Improved Model Reduction and Tuning of Fractional Order PIλDμ Controllers for Analytical Rule Extraction with Genetic Programming

Genetic Algorithm (GA) has been used in this paper for a new approach of sub-optimal model reduction in the Nyquist plane and optimal time domain tuning of PID and fractional order (FO) PI{\lambda}D{\mu} controllers. Simulation studies show that the Nyquist based new model reduction technique outperforms the conventional H2 norm based reduced parameter modeling technique. With the tuned controller parameters and reduced order model parameter data-set, optimum tuning rules have been developed with a test-bench of higher order processes via Genetic Programming (GP). The GP performs a symbolic regression on the reduced process parameters to evolve a tuning rule which provides the best analytical expression to map the data. The tuning rules are developed for a minimum time domain integral performance index described by weighted sum of error index and controller effort.
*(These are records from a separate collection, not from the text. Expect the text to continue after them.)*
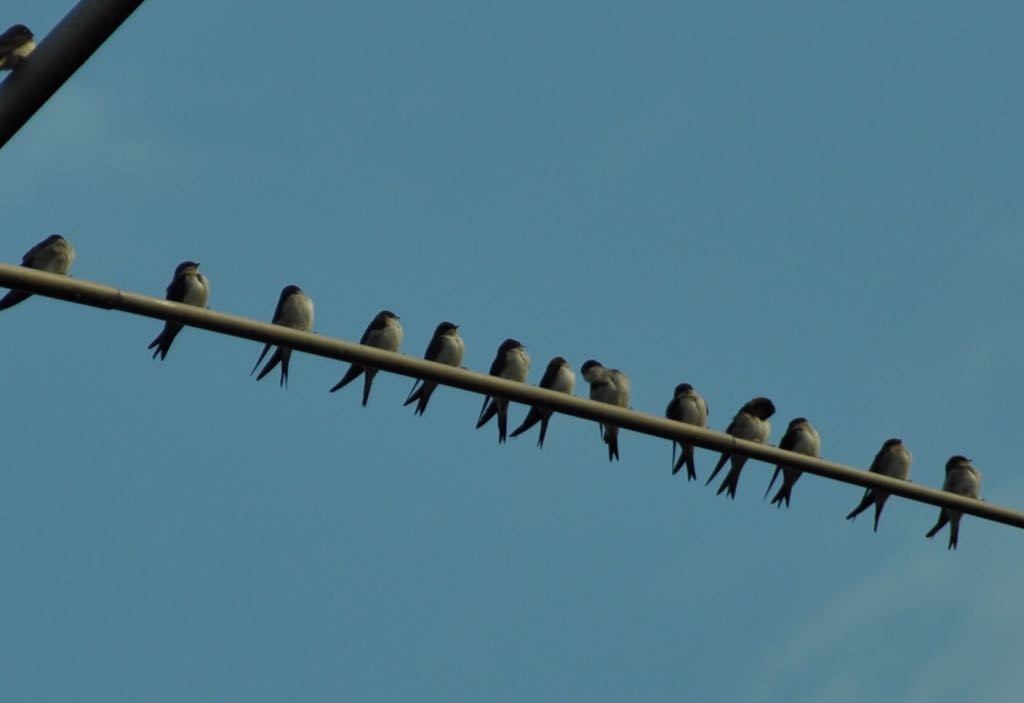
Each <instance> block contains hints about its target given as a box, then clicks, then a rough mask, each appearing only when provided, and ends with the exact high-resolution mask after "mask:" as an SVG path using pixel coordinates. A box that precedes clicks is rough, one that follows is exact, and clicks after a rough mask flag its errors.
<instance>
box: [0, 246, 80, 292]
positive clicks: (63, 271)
mask: <svg viewBox="0 0 1024 703" xmlns="http://www.w3.org/2000/svg"><path fill="white" fill-rule="evenodd" d="M74 261H75V248H74V247H72V246H71V243H70V241H68V239H66V238H63V237H62V236H60V235H59V234H50V235H49V236H48V237H46V238H45V239H43V240H42V241H40V243H39V244H37V245H36V246H34V247H33V248H32V249H30V250H29V251H28V252H26V253H25V256H24V257H22V265H23V266H25V267H26V268H34V269H36V270H37V271H49V272H50V273H59V274H60V275H67V273H68V271H69V270H71V265H72V263H74ZM31 297H32V294H31V293H26V292H25V291H8V292H7V295H5V296H4V297H3V298H0V310H6V309H7V308H12V307H14V306H15V305H17V304H18V303H20V302H23V301H25V300H28V299H29V298H31Z"/></svg>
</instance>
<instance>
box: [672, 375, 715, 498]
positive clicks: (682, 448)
mask: <svg viewBox="0 0 1024 703" xmlns="http://www.w3.org/2000/svg"><path fill="white" fill-rule="evenodd" d="M665 416H666V418H668V419H669V420H674V421H676V422H677V423H686V424H687V425H695V426H696V427H708V403H707V402H705V399H703V398H702V397H701V396H700V394H699V393H697V392H696V391H695V390H693V386H690V385H689V384H679V385H678V386H676V391H675V393H674V395H673V396H672V400H670V401H669V406H668V407H666V408H665ZM677 444H679V446H680V447H681V448H682V451H681V452H680V454H679V460H678V462H677V460H676V445H677ZM672 464H673V467H672V475H673V476H675V475H676V474H678V473H679V471H680V469H682V468H683V465H686V479H687V480H688V481H696V479H697V470H696V465H695V464H694V462H693V445H692V444H685V443H682V442H673V443H672Z"/></svg>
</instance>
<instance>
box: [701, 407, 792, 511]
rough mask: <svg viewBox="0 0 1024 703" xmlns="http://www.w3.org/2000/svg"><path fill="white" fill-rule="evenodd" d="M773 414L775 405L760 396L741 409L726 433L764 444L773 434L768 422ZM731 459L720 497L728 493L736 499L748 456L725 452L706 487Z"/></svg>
mask: <svg viewBox="0 0 1024 703" xmlns="http://www.w3.org/2000/svg"><path fill="white" fill-rule="evenodd" d="M773 414H775V404H774V403H773V402H772V401H771V400H769V399H768V398H764V397H762V396H758V397H757V398H754V399H753V400H751V401H749V402H748V403H746V404H745V405H743V406H742V407H741V408H739V412H737V413H736V414H735V415H734V416H733V418H732V422H731V423H729V427H727V428H726V429H725V432H726V433H727V434H730V435H732V436H733V437H737V438H739V439H745V440H746V441H749V442H757V443H758V444H764V443H765V442H767V441H768V436H769V435H770V434H771V423H769V422H768V419H769V418H771V416H772V415H773ZM729 459H732V460H731V466H730V468H729V473H728V474H726V476H725V480H724V481H722V485H721V486H719V489H718V495H721V494H722V491H726V492H727V494H728V495H729V497H730V498H734V497H736V488H737V487H738V486H739V473H740V472H741V471H742V470H743V465H744V464H746V456H743V455H741V454H736V453H733V452H731V451H723V452H722V455H721V456H720V457H719V459H718V464H716V465H715V470H714V471H712V473H711V476H709V477H708V481H707V482H705V485H706V486H707V485H708V484H709V483H711V482H712V480H714V478H715V477H716V476H717V475H718V472H720V471H721V470H722V467H724V466H725V463H726V462H728V460H729Z"/></svg>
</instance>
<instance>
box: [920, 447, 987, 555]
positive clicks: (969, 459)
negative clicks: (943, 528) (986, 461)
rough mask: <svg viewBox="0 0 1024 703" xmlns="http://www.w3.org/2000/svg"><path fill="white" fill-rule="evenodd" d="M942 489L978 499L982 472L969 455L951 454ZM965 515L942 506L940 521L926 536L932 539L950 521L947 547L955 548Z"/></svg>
mask: <svg viewBox="0 0 1024 703" xmlns="http://www.w3.org/2000/svg"><path fill="white" fill-rule="evenodd" d="M942 490H945V491H949V492H950V493H956V494H958V495H966V496H967V497H969V498H975V499H978V497H979V495H980V493H981V472H980V471H978V470H977V469H975V468H974V467H972V466H971V459H969V458H968V457H966V456H962V455H961V454H956V455H955V456H950V457H949V460H948V462H946V480H945V481H944V482H943V483H942ZM963 517H964V514H963V513H961V512H959V511H954V510H951V509H949V508H942V509H941V510H939V521H938V522H937V523H935V527H933V528H932V529H930V530H929V531H928V534H926V535H925V536H926V537H928V538H929V539H931V538H932V537H934V536H935V534H936V533H937V532H938V531H939V530H941V529H942V528H943V527H945V526H946V523H949V544H948V545H947V546H946V548H947V550H955V548H956V541H957V539H958V538H959V520H961V518H963Z"/></svg>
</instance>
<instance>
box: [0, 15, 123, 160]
mask: <svg viewBox="0 0 1024 703" xmlns="http://www.w3.org/2000/svg"><path fill="white" fill-rule="evenodd" d="M141 4H142V0H81V2H79V3H78V4H77V5H75V7H73V8H72V10H71V11H70V12H69V13H68V14H66V15H65V17H63V19H61V20H60V21H59V23H57V26H56V27H54V28H53V30H52V31H51V32H50V33H49V34H48V35H46V37H45V38H44V39H43V40H42V41H41V42H39V44H38V46H37V47H36V49H35V51H33V52H32V53H31V54H29V56H28V57H27V58H26V59H25V60H24V61H22V63H20V64H19V65H18V67H17V68H16V69H15V70H14V71H12V72H11V73H10V75H9V76H8V77H7V79H6V80H4V82H3V83H0V148H2V147H3V145H4V144H6V143H7V142H8V141H9V140H10V138H11V137H12V136H14V134H15V133H16V132H17V130H19V129H22V126H23V125H24V124H25V123H26V122H28V121H29V119H30V118H32V116H33V115H35V114H36V112H37V111H38V109H39V108H40V107H42V106H43V104H44V103H45V102H46V101H47V100H48V99H50V96H51V95H53V93H55V92H56V91H57V90H58V89H59V88H60V86H62V85H63V84H65V82H66V81H67V80H68V79H69V78H71V77H72V75H73V74H74V73H75V72H76V71H78V69H79V67H80V65H82V64H83V63H85V61H86V59H87V58H89V56H91V55H92V53H93V52H94V51H95V50H96V49H98V48H99V46H100V45H101V44H102V43H103V42H104V41H106V39H108V37H110V36H111V35H112V34H114V32H115V30H117V29H118V28H119V27H120V26H121V24H122V23H123V21H124V20H125V19H127V18H128V17H129V16H130V15H131V13H132V12H134V11H135V8H136V7H138V6H139V5H141Z"/></svg>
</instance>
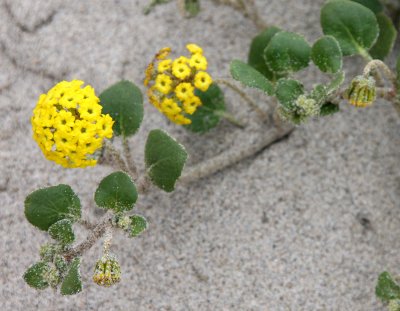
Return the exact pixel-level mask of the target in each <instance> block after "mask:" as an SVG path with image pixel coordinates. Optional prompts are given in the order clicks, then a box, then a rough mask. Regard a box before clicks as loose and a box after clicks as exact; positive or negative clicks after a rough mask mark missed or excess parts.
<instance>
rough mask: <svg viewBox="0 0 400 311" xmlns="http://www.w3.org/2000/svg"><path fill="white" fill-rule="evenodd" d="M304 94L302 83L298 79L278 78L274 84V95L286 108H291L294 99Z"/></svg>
mask: <svg viewBox="0 0 400 311" xmlns="http://www.w3.org/2000/svg"><path fill="white" fill-rule="evenodd" d="M302 94H304V87H303V84H302V83H301V82H300V81H298V80H293V79H280V80H278V83H277V85H276V97H277V98H278V100H279V103H280V104H281V105H282V106H283V107H284V108H285V109H287V110H289V111H290V110H292V109H293V107H294V105H293V103H294V102H295V101H296V99H297V98H298V97H299V96H300V95H302Z"/></svg>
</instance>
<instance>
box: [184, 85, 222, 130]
mask: <svg viewBox="0 0 400 311" xmlns="http://www.w3.org/2000/svg"><path fill="white" fill-rule="evenodd" d="M195 95H196V96H198V97H199V98H200V100H201V102H202V105H201V106H200V107H198V108H197V110H196V112H195V113H194V114H192V115H188V116H187V117H188V118H189V119H190V120H192V123H191V124H189V125H185V128H187V129H188V130H190V131H192V132H194V133H205V132H208V131H209V130H211V129H213V128H214V127H216V126H217V125H218V124H219V122H220V121H221V117H220V115H219V114H218V111H225V110H226V107H225V100H224V93H223V92H222V90H221V89H220V88H219V86H218V85H217V84H215V83H213V84H211V85H210V87H209V88H208V90H207V91H205V92H203V91H200V90H197V89H196V91H195Z"/></svg>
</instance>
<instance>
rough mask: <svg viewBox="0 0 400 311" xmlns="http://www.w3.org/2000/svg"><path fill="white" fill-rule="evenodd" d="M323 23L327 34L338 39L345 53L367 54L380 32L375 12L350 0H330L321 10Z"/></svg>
mask: <svg viewBox="0 0 400 311" xmlns="http://www.w3.org/2000/svg"><path fill="white" fill-rule="evenodd" d="M321 25H322V29H323V32H324V34H325V35H332V36H334V37H335V38H336V40H338V42H339V44H340V47H341V49H342V53H343V55H354V54H365V53H366V52H365V51H366V50H368V49H369V48H370V47H372V45H373V44H374V43H375V41H376V39H377V38H378V34H379V26H378V22H377V20H376V17H375V14H374V13H373V12H372V11H371V10H369V9H367V8H366V7H364V6H363V5H361V4H358V3H356V2H353V1H349V0H331V1H328V2H327V3H326V4H325V5H324V6H323V8H322V10H321Z"/></svg>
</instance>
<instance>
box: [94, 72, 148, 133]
mask: <svg viewBox="0 0 400 311" xmlns="http://www.w3.org/2000/svg"><path fill="white" fill-rule="evenodd" d="M99 98H100V104H101V105H102V106H103V110H102V113H103V114H109V115H110V116H111V117H112V119H113V120H114V121H115V123H114V125H113V130H114V134H115V135H117V136H119V135H123V136H125V137H127V136H131V135H133V134H135V133H136V132H137V131H138V129H139V127H140V125H141V123H142V120H143V96H142V93H141V91H140V89H139V88H138V87H137V86H136V85H135V84H133V83H132V82H130V81H126V80H123V81H120V82H118V83H116V84H114V85H112V86H110V87H109V88H107V89H106V90H104V91H103V92H102V93H101V94H100V96H99Z"/></svg>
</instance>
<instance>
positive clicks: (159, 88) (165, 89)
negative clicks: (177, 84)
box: [154, 73, 172, 94]
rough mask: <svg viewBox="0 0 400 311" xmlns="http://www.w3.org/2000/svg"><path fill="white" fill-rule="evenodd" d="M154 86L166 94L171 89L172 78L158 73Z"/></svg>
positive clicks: (168, 91) (161, 73) (162, 73)
mask: <svg viewBox="0 0 400 311" xmlns="http://www.w3.org/2000/svg"><path fill="white" fill-rule="evenodd" d="M154 88H155V89H156V90H157V91H159V92H160V93H162V94H168V93H169V92H170V91H171V89H172V80H171V78H170V77H169V76H167V75H166V74H163V73H161V74H159V75H158V76H157V78H156V81H155V84H154Z"/></svg>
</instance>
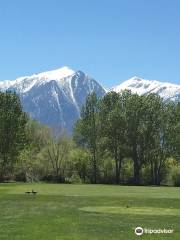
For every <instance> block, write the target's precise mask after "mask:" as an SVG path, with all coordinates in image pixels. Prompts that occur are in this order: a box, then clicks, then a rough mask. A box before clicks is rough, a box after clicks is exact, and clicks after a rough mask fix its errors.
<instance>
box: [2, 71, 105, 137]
mask: <svg viewBox="0 0 180 240" xmlns="http://www.w3.org/2000/svg"><path fill="white" fill-rule="evenodd" d="M0 90H1V91H6V90H12V91H15V92H16V93H17V94H18V95H19V96H20V98H21V102H22V105H23V107H24V110H25V111H26V112H28V113H29V115H30V116H31V117H32V118H34V119H37V120H38V121H40V122H41V123H43V124H46V125H48V126H50V127H52V128H54V129H56V130H59V129H66V130H67V132H68V133H71V132H72V129H73V125H74V122H75V121H76V120H77V119H78V118H79V116H80V111H81V107H82V105H83V104H84V102H85V99H86V97H87V95H88V94H89V93H91V92H93V91H95V92H96V93H97V95H98V96H99V97H102V96H104V94H105V90H104V88H103V87H102V86H100V84H99V83H97V82H96V81H95V80H94V79H92V78H91V77H89V76H88V75H86V74H85V73H83V72H81V71H77V72H75V71H73V70H72V69H70V68H68V67H63V68H60V69H57V70H54V71H49V72H43V73H39V74H33V75H32V76H25V77H21V78H18V79H16V80H14V81H1V82H0Z"/></svg>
From the reported Pareto optimal front of GP based optimal rule extraction technique a trade-off can be made between the complexity of the tuning formulae and the control performance. The efficacy of the single-gene and multi-gene GP based tuning rules has been compared with original GA based control performance for the PID and PI{\lambda}D{\mu} controllers, handling four different class of representative higher order processes. These rules are very useful for process control engineers as they inherit the power of the GA based tuning methodology, but can be easily calculated without the requirement for running the computationally intensive GA every time. Three dimensional plots of the required variation in PID/FOPID controller parameters with reduced process parameters have been shown as a guideline for the operator. Parametric robustness of the reported GP based tuning rules has also been shown with credible simulation examples.